You can run static routing and firewalling on the same network and try to route through the firewall.

That way lies madness.

If you need firewalling and forwarding on the same system choose only one or you will never know what works and why

----------

## erik258

 *NeddySeagoon wrote:*   

> erik258,
> 
> You can run static routing and firewalling on the same network and try to route through the firewall.
> 
> That way lies madness.
> ...

 

I did have IP forwarding enabled in /proc/sys/net/ipv4, thanks.  I believe my problem hinges on the  you will never know what works and why issue.  Is there some way to disable iptables which i compiled in to this particular kernel?  

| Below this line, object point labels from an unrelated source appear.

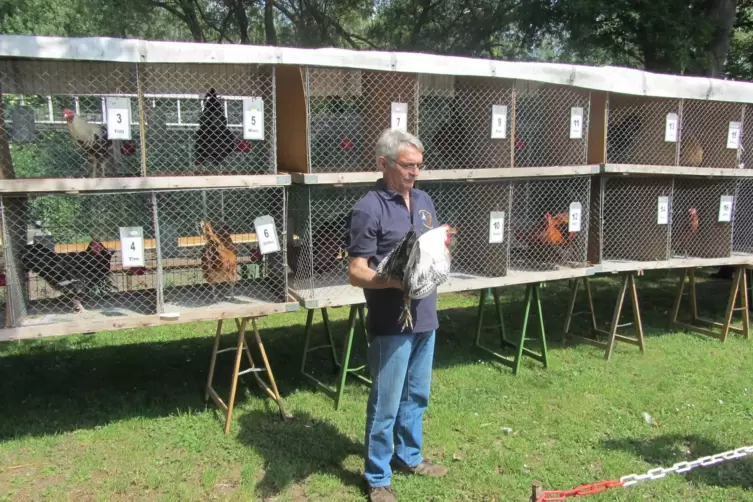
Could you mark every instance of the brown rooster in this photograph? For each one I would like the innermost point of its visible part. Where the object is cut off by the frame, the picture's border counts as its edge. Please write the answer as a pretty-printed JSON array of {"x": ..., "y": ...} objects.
[
  {"x": 219, "y": 257},
  {"x": 692, "y": 152},
  {"x": 547, "y": 236}
]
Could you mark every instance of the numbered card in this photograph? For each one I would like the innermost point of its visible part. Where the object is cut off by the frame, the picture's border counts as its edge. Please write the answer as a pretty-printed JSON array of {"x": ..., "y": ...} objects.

thanks guys, i appreciate this help ; ) now as soon as my real life stops making me do stuff, i can actually try to get this to work ;)

----------

## NeddySeagoon

erik258,

You can set the policy to accept for the input, output and forward tables, that tells iptables to allow anything everywhere, making it transparent.

Its as good as turning it off

----------

## erik258

I have a nat table too, this won't effect anything by default (that is , when it's totally empty and also set to accept) right?  or should i set it all to deny?  

thanks again mr seagoon... you sure are helpful!

----------

## NeddySeagoon

erik258,

Your NAT table will be called from one of the others, if its never called, it won't do anything.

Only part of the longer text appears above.